The hospital light is sterile and humming, but it’s dimmed now, just slightly—flickering in a way that makes the shadows feel thicker. The ward is quiet. Not silent—never truly silent—but muffled. Like the world’s been padded, wrapped in cotton, just for him. Just for you.
Kento Nanami lies half-swallowed by the starched white sheets, bandaged and still. One arm wrapped in gauze. The other twitching slightly, bruises blooming like blue flowers across his forearm. He’s propped upright against the pillows, but only barely. Machines whisper beside him—monitoring, ticking, counting breaths he stubbornly clings to.
Your fingertips are warm against his knee.
You sit sideways in the chair, shoes kicked off, jacket half-slid off one shoulder. The curve of your spine leans toward him, your cursed energy ebbing low and quiet—like a lullaby in flame. You’re watching him—not waiting for him to wake, just existing beside him. He’s breathing. That’s enough. For now.
A flicker of hellfire dances lazily over your knuckles, then dies.
His chest rises, slowly. You count it. Sixteen times in one minute. You’d counted sixteen last minute, too.
You reach up and smooth the corner of the bandage near his temple. You don’t speak. You haven’t, not since the nurses left. Words feel like too much weight in this space—like breaking the stillness might break him. So you sit. Watch. Wait.
The morphine has him deep—but not completely.
His hand twitches under the blanket. Then again. And then—
You feel it before you see it. The barest slide of his fingers toward yours, uncoordinated and slow, but seeking. It’s not a grip. Not even a touch. Just a ghost of movement.
You slide your hand beneath his.
He doesn’t grip back.
But he doesn’t let go.
You shift your body closer, curling your legs beneath you like a child at storytime. Your other hand rests on his chest, just over the burn scars near his clavicle, the ones you couldn't heal, no matter how much cursed energy you poured into him, no matter how brightly your fire flared.

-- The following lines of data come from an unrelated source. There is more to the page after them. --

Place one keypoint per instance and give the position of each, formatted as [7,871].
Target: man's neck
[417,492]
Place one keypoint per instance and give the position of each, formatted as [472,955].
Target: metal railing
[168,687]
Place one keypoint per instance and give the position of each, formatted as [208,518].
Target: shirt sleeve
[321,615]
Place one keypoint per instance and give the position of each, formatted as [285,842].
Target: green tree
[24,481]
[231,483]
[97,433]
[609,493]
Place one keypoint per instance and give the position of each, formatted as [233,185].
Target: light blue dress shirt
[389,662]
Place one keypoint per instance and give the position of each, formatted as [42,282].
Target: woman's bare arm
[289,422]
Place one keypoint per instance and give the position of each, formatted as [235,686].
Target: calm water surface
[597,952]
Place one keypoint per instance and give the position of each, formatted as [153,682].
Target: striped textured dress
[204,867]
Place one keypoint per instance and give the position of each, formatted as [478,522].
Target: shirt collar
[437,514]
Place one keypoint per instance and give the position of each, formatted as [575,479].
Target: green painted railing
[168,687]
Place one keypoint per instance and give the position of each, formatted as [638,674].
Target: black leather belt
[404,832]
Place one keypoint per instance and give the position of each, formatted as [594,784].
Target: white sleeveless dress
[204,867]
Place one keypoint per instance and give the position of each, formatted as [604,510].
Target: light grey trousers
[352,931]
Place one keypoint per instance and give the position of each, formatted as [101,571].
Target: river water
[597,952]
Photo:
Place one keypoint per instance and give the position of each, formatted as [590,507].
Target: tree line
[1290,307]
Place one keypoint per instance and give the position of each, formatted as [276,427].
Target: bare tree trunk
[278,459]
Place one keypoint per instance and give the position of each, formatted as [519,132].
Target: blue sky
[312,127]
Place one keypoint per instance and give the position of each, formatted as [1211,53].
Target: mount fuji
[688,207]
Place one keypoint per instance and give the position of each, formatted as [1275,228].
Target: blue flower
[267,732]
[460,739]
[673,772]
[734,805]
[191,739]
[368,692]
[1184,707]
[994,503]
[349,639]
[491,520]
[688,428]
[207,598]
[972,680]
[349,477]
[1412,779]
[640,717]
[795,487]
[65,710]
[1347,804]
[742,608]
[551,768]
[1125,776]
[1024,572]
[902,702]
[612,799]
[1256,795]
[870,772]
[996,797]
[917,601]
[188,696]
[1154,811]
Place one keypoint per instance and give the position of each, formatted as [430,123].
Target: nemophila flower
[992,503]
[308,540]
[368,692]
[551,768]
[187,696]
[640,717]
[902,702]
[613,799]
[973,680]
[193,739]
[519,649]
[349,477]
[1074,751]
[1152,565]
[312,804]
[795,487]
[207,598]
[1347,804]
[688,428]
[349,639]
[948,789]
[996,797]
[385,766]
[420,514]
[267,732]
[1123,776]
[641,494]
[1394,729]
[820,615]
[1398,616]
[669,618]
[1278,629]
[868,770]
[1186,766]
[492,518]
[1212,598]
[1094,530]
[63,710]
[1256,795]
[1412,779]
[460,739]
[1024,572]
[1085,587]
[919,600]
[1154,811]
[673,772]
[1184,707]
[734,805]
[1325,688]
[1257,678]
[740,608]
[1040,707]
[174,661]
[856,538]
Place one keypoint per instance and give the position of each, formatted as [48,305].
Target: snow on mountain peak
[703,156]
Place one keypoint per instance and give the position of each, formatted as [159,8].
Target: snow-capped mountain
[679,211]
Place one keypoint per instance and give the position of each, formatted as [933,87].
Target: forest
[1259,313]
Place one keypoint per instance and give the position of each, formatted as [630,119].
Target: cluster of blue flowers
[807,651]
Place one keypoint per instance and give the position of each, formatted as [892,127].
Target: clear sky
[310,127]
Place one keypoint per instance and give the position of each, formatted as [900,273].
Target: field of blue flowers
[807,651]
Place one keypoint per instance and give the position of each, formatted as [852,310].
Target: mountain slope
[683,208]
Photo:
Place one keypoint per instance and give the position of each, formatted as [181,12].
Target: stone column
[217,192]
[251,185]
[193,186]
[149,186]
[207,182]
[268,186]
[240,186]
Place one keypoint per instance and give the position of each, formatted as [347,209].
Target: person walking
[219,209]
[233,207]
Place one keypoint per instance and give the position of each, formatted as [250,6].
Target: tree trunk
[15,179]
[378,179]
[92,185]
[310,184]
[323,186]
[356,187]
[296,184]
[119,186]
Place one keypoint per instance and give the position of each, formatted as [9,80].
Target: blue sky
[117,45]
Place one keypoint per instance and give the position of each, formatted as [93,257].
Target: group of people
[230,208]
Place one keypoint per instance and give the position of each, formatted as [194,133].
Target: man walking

And yet he’d whispered your name as the flames licked his ribs. Still alive. Still reaching.
Outside the window, the rain begins.
It taps against the glass like something soft begging entry. Your sky-blue eyes reflect the city’s blur, the neon puddles pooling below. You exhale slowly, watching the fog of it dance toward him.
His lips twitch.
Almost a smile.
You don’t move. You press your cheek lightly to his shoulder, careful not to jostle the IV. Your breath stirs the fabric of his hospital gown.
And then, low—barely audible—
“…you stayed.”
You blink. His voice is cracked, unused. But unmistakable.
You don’t answer. You only turn your face further into the crook of his arm and nod against his skin.
His fingers shift again. Not strength, not force—just presence. Just the need to know you’re real.
You trace the line of his wrist with your thumb. Small, comforting. Reassuring.
A rumble of thunder echoes through the hospital walls.
Nanami breathes out like he’s letting go of something. Something heavy. And his body slackens just a little more, the furrow in his brow smoothing.
You think about his voicemail. The one you didn’t listen to until three days later. "If there’s a way out, meet me in Malaysia." He had meant it. You know that now.
His chest stutters with a cough.
You sit upright again, alarmed—until his hand finds your wrist and stays there, grounding.
His one good eye opens, sliver thin. Finds yours.
Holds it.
“…don’t go far,” he rasps.
You nod again. You don’t trust your voice.
Instead, you reach into your jacket pocket. From it, you pull two things: your battered copy of The Slow Fire Beneath the Mountain—his favorite mythiopeia novel—and a small, copper pendant in the shape of a fish hook. His key to the apartment, looped onto the chain.
You place both on the table beside his bed.
"I saved your seat," you whisper finally, voice barely there.
His eye closes again. But his hand tightens—ever so slightly—around yours.